Reputation: 5200
I have an S3 bucket that I'm saving CSV files for loading them into Redshift. I'm using Python and Boto3 for this. After loading them into Redshift I want to delete specific files that match a pattern that contains the processing ID for my code.
I'm saving my files into S3 bucket as follows
Redshift{processingID}-table1.csv
Redshift{processingID}-table2.csv
Redshift{processingID}-table3.csv
Redshift{processingID}-table4.csv
After processing those files that contains specific ID, I want to delete the processed files from my S3 bucket. How do I specify the pattern.
This is the pattern that I'm trying to delete the files from bucket.
Redshift11-*.csv
. Here 11 is the processingID. How do I delete all the files that matches the pattern using boto3?
I've come across this. https://stackoverflow.com/a/53836093/4626254
But it seems like it is searching for the folder as prefix and not the exact pattern of the file.
Upvotes: 1
Views: 4606
Reputation: 1
There's no way to tell S3 to delete files that meet a specific pattern - you just have to delete one file at a time. You can list keys with a specific prefix
ex: Redshift
or application_name_used_as_prefix
) by modifying your file naming to have a unique prefix.
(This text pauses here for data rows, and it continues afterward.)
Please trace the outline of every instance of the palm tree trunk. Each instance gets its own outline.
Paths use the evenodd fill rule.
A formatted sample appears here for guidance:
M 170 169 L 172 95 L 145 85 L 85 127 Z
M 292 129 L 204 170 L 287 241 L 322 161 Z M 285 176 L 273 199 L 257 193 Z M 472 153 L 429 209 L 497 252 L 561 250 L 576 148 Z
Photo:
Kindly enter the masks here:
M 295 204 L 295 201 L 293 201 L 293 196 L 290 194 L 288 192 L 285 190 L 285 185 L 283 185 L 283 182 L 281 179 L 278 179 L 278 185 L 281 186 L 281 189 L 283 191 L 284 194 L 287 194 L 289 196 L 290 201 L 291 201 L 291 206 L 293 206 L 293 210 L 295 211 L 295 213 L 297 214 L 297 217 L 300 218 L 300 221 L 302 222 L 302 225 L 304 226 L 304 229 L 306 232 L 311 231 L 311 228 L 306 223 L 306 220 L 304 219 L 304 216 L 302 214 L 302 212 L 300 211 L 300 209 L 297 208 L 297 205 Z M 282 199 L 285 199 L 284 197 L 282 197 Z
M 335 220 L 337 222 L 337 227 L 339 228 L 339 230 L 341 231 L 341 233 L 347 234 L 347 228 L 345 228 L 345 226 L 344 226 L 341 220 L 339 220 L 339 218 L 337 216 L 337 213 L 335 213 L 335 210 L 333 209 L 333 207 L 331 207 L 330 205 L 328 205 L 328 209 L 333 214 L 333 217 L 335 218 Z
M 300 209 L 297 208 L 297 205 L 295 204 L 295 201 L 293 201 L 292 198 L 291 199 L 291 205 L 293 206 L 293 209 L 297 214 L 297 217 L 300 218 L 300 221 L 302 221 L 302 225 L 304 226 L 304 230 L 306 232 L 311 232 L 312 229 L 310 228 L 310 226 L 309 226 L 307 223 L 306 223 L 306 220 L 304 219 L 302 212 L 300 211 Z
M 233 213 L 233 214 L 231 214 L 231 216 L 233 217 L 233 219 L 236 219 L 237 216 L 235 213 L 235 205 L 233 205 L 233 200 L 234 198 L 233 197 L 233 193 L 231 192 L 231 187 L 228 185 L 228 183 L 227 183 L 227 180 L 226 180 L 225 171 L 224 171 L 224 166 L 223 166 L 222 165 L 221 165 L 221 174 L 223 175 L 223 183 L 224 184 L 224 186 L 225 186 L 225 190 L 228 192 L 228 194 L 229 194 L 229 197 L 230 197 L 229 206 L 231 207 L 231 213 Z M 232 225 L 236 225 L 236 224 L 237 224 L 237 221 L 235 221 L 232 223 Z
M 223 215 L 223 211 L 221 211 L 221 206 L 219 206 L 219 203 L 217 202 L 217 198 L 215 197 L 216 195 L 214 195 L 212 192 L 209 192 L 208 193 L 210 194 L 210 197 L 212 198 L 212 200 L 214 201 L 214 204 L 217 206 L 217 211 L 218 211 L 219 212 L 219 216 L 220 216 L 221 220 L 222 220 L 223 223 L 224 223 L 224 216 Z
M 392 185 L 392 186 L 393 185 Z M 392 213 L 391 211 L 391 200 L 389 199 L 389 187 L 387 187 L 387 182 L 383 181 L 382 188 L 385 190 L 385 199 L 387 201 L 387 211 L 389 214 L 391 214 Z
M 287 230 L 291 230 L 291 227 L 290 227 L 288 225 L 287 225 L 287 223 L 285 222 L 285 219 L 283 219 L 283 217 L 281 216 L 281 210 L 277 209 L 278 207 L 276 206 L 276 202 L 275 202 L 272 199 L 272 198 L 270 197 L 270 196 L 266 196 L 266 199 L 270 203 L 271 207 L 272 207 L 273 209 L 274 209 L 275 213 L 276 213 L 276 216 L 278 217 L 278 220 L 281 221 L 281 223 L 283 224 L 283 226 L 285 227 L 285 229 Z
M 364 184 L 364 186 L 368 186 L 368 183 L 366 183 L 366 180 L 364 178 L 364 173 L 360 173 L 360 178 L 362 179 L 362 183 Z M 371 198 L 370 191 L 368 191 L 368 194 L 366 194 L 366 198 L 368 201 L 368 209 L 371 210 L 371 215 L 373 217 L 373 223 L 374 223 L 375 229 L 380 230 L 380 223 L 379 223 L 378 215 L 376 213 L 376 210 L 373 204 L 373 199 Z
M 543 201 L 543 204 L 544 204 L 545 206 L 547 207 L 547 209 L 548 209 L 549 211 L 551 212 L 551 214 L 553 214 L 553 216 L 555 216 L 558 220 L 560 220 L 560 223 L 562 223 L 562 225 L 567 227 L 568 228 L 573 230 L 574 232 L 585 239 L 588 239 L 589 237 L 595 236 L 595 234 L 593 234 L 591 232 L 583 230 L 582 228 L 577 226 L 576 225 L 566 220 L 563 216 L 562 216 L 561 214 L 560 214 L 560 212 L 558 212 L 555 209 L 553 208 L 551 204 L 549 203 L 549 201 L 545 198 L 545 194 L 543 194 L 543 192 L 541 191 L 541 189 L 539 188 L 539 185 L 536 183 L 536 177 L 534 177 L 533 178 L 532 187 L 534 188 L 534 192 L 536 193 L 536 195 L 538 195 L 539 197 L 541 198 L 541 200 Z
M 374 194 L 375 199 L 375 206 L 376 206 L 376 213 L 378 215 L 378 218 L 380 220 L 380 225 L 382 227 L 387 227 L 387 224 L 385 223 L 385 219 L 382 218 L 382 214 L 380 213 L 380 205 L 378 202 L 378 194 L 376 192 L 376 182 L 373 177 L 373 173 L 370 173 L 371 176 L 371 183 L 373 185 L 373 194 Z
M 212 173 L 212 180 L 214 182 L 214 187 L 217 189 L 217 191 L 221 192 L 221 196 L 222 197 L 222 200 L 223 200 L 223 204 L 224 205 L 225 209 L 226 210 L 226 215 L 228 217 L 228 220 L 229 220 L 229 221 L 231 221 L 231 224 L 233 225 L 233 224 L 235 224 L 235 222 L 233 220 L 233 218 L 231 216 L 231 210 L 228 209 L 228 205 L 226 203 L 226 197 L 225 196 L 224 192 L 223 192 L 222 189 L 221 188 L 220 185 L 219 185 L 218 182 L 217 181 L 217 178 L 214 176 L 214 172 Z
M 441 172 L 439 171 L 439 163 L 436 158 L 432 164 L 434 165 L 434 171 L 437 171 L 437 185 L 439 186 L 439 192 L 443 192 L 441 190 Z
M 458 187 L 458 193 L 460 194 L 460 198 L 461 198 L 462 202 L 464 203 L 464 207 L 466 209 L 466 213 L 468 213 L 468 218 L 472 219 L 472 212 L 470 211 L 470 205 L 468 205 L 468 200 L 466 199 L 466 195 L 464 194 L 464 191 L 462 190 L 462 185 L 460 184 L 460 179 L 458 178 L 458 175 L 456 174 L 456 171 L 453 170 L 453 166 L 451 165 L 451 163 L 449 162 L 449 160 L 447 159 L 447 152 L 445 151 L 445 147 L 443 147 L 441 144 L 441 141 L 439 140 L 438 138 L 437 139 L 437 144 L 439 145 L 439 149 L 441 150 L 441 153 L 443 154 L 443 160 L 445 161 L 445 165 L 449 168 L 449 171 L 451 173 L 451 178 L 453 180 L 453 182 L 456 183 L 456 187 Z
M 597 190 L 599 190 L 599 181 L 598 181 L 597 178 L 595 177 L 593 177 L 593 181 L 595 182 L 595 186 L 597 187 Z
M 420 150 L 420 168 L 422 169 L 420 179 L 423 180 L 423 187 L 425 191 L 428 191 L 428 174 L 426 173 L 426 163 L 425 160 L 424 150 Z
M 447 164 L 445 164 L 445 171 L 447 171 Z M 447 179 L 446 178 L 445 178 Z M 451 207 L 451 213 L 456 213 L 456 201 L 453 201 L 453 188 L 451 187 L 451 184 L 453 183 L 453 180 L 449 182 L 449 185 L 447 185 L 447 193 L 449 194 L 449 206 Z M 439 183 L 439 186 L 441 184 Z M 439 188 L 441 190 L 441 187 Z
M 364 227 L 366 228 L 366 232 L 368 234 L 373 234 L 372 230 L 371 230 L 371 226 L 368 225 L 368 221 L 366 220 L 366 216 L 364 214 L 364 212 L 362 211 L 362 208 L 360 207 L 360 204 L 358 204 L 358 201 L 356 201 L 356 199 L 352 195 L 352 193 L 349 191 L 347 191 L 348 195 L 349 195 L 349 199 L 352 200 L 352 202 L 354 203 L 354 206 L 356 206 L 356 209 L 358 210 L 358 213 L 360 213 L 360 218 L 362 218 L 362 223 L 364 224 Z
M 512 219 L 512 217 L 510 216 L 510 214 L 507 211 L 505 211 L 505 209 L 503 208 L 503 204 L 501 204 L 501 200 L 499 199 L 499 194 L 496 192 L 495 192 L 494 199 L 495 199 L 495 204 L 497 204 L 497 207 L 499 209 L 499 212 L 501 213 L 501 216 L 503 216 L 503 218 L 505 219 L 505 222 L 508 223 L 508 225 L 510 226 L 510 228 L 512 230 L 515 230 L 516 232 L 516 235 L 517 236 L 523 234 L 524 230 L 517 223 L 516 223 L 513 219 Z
Or if you need to rely on regex, then you must specify start and end rules like:
import re
pattern = r"Redshift([0-9]+)-(\w+).csv$"
re.match(pattern, 'Redshift2-table1.csv')
Hope this helps!
Upvotes: 0
Reputation: 78850
You can do prefix filtering server-side but you'll have to do suffix-filtering client-side. For example:
import boto3
s3 = boto3.resource('s3')
bucket = s3.Bucket('mybucket')
files = [os.key for os in bucket.objects.filter(Prefix="myfolder/Redshift11-")]
csv_files = [file for file in files if file.endswith('.csv')]
print(f'All files: {files}')
print(f'CSV files: {csv_files}')
Upvotes: 4